At times sympathetic in tone, at other times critical, it monitors the growing links between America’s religious right and political right. It profiles the new ZIP-coded, area-coded, computerized, electronic evangelicals. It closely examines the economic polarization of church-going Christians in Dallas (“the most Christian place on this Earth,” Thomas asserts) while eliciting some astonishing statements from lavish-living W. A. Criswell, pastor of the 26,000-member First Baptist Church there. And in an especially moving sequence, Thomas also allows born-again Christians to recall their moment of rebirth (“For the first time in my life, I felt clean,” one says).

It’s very special TV that demands exposure in the United States.

“The timing seemed absolutely uncanny,” Thomas said about the Bakker scandal breaking in March while his documentary was still in the final polishing stages. To others, apparently, the timing was lethal.

“When I screened the film in England--particularly the first film--I thought that it would need to be updated, and I also thought the political analysis needed more edge,” Fanning said by phone from his Boston office. “By the time the second program came together, I felt it needed a lot of work for an American audience. We decided to carry it as a single program, to make it sharper and more sophisticated for an American audience. But that was the weekend that the fervor about the charges over Jim Bakker came up and we weren’t sure where any of this was going to go.”

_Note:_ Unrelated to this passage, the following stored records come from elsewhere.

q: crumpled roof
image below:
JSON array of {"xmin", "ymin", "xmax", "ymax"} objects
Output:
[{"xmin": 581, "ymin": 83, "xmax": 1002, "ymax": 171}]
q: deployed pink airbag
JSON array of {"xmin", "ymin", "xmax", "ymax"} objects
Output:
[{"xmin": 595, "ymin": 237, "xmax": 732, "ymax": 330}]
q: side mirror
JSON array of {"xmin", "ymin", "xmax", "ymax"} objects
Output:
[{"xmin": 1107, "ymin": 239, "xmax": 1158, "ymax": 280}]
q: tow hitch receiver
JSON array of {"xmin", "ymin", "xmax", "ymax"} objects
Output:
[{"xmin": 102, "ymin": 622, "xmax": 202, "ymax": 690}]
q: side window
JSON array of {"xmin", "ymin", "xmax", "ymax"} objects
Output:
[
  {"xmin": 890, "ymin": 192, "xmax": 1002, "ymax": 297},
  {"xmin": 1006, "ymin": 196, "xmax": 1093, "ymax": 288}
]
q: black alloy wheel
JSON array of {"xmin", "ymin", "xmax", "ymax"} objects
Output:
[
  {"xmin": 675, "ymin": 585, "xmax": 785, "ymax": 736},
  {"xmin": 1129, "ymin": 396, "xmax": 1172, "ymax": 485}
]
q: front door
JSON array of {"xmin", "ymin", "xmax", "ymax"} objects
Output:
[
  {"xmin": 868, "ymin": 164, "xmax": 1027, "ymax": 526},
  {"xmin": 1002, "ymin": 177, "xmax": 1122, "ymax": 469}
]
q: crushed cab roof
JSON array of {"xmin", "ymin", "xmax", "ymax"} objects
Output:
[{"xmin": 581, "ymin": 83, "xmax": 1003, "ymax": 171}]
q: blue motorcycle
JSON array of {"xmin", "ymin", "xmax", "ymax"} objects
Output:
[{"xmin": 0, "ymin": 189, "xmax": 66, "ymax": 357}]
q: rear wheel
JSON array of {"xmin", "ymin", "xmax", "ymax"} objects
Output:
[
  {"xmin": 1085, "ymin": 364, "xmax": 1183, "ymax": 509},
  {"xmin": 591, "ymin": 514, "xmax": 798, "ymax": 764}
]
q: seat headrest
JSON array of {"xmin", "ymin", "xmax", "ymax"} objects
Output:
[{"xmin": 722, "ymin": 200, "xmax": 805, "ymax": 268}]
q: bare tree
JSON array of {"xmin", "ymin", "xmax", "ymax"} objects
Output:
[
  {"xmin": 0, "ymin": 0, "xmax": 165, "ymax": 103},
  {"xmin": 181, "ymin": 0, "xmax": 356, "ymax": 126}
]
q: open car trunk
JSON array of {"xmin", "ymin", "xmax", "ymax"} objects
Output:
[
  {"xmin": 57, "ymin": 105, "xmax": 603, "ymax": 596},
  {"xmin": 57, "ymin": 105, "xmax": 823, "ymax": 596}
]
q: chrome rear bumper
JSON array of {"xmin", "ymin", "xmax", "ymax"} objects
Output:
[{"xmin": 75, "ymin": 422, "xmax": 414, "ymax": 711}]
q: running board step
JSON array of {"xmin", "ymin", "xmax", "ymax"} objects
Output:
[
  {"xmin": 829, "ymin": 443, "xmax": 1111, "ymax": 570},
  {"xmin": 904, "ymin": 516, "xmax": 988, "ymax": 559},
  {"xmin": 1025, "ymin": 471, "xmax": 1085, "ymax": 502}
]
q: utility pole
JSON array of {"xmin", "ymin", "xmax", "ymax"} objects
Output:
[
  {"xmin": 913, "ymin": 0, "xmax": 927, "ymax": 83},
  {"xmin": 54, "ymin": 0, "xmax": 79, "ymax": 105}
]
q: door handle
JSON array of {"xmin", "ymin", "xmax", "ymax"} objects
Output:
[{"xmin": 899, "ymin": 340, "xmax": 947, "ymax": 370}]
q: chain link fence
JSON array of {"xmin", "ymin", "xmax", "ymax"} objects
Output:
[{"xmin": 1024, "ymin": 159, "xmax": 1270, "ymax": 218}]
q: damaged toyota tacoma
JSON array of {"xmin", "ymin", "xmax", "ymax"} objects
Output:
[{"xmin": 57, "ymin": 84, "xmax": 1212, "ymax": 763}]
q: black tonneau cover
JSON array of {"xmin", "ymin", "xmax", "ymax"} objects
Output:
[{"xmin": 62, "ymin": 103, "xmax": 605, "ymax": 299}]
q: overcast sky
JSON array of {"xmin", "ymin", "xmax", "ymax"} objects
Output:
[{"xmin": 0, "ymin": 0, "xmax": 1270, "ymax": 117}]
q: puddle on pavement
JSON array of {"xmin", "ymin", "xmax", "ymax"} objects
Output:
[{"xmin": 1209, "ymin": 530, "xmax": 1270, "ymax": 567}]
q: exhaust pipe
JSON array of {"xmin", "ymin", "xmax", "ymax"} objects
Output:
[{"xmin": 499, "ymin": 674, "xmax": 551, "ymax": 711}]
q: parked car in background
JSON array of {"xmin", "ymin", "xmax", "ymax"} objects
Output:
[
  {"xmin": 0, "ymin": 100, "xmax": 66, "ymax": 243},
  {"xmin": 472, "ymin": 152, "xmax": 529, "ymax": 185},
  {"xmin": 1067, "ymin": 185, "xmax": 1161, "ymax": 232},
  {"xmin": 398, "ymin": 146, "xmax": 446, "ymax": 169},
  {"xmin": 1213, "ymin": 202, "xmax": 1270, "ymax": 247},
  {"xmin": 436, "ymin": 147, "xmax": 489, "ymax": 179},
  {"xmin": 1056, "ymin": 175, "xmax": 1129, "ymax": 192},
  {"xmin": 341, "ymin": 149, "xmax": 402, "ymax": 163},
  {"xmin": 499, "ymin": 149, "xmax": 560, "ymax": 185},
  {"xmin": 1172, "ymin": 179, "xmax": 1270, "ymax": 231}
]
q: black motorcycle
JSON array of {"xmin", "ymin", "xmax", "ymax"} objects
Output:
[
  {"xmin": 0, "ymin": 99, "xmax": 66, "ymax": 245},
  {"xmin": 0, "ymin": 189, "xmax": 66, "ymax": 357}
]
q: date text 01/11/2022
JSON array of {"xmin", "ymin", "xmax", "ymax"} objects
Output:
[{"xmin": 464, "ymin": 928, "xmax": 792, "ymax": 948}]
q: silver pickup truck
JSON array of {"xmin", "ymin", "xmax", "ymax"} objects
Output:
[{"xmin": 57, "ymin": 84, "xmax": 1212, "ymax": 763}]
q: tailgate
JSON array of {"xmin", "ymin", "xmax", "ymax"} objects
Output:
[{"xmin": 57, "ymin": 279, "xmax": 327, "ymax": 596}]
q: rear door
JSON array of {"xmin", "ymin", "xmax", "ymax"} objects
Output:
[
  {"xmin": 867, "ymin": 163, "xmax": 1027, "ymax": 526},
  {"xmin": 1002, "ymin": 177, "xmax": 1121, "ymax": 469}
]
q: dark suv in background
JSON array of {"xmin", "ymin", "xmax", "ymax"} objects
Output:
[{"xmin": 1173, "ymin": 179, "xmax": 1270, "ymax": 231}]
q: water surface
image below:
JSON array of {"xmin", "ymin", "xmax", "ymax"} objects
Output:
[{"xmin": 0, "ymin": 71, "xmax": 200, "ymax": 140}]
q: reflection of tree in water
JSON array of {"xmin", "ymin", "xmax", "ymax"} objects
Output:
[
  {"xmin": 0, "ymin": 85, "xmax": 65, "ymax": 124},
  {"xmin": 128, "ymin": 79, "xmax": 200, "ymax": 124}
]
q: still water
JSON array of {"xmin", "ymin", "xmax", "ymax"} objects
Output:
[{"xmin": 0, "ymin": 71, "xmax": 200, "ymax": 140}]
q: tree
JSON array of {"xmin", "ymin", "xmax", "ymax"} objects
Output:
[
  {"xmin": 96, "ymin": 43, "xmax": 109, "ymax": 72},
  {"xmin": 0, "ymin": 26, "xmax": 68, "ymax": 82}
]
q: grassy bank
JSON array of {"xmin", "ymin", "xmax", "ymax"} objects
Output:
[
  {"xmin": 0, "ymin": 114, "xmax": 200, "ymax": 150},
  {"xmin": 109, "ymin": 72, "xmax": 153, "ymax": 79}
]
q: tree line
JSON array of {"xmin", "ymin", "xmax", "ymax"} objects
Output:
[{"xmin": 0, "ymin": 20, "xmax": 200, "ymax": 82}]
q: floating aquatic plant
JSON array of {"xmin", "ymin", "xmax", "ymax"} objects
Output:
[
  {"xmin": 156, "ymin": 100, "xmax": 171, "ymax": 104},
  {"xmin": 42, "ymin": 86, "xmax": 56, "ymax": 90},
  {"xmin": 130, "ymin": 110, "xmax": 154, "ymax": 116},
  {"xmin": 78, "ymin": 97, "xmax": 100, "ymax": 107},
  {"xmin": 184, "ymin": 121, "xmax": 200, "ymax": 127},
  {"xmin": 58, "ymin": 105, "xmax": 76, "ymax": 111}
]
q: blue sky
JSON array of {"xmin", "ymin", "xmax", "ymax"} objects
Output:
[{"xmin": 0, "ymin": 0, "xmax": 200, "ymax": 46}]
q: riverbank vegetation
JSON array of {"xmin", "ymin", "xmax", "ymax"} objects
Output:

Fanning said that it was a “mutual decision"--something Thomas disputes--to postpone the documentary indefinitely. “If there had been a space in June, I would have pushed for that,” he said. “But there wasn’t a space.”

Thomas acknowledged that the first few minutes of the documentary are flawed by overstatement about the size of the Christian fundamentalist movement and its influence on the American political scene. But those are minor problems that could be resolved relatively easily in editing.

So Thomas remains puzzled.

“I felt that I was up against something bigger than merely waiting for the dust to settle,” he said. “Something was very different. There wasn’t the same enthusiasm. Of course the updating was part of the problem, but was it all the problem?”

That sounds very mysterious. PBS has been accused by conservatives and liberals--but especially the former--of airing politically imbalanced programming. However, Thomas said that he has no proof that outside pressure played a role in the decision on his documentary. “It would not gibe with my experience with Fanning in the past,” he said.

“It’s our schedule, but we have to go with their take on something like this,” said Barry Chase, vice president of news and public-affairs programming for PBS. Chase added that he had not seen the documentary. “When it will come back and what it will look like, I can’t tell you right now.”

Fanning conceded that an extended delay would probably render the Bakker material passe. “That is a problem,” he said.

And a loss.

The TV picture shows a 1986 Jim Bakker on the daily Christian talk show that he hosted with Tammy, pleading and bawling in front of the camera, his trembling words enhanced by swells of organ music as he solicits $1,000 donations for Kevin’s House: “And I looked at that little face . . . and I said, ‘Kevin, I’m going to build a house for you!’ ”

Cut to Whittum, very intelligent and pragmatic, telling Thomas that he is contracted to “stay here and do whatever they want me to, do spots . . . usually advertisements for Kevin’s House to raise more money . . . just, you know, things like that.”

Cut to Whittum again, this time making a pitch for the PTL camera: “Send in what you can to help run this ministry. They wouldn’t ask if they didn’t need it.”

Cut back to Whittum with Thomas, who asks why the Bakkers were so obsessed with finishing Kevin’s House in 32 days to meet its scheduled July 4, 1986, opening.

“I think they might have been a little bit worried that I might die before the house was done if they didn’t build it fast,” Whittum replies.

Very gently, Thomas asks Whittum if he thinks the PTL had been more concerned about him as a person or about meeting the opening date.

Whittum pauses briefly, his lips forming a thin, ironic smile before he replies. “I think the Fourth of July.”

From “Death of a Princess” to death of a documentary. Captivating and important TV you won’t see.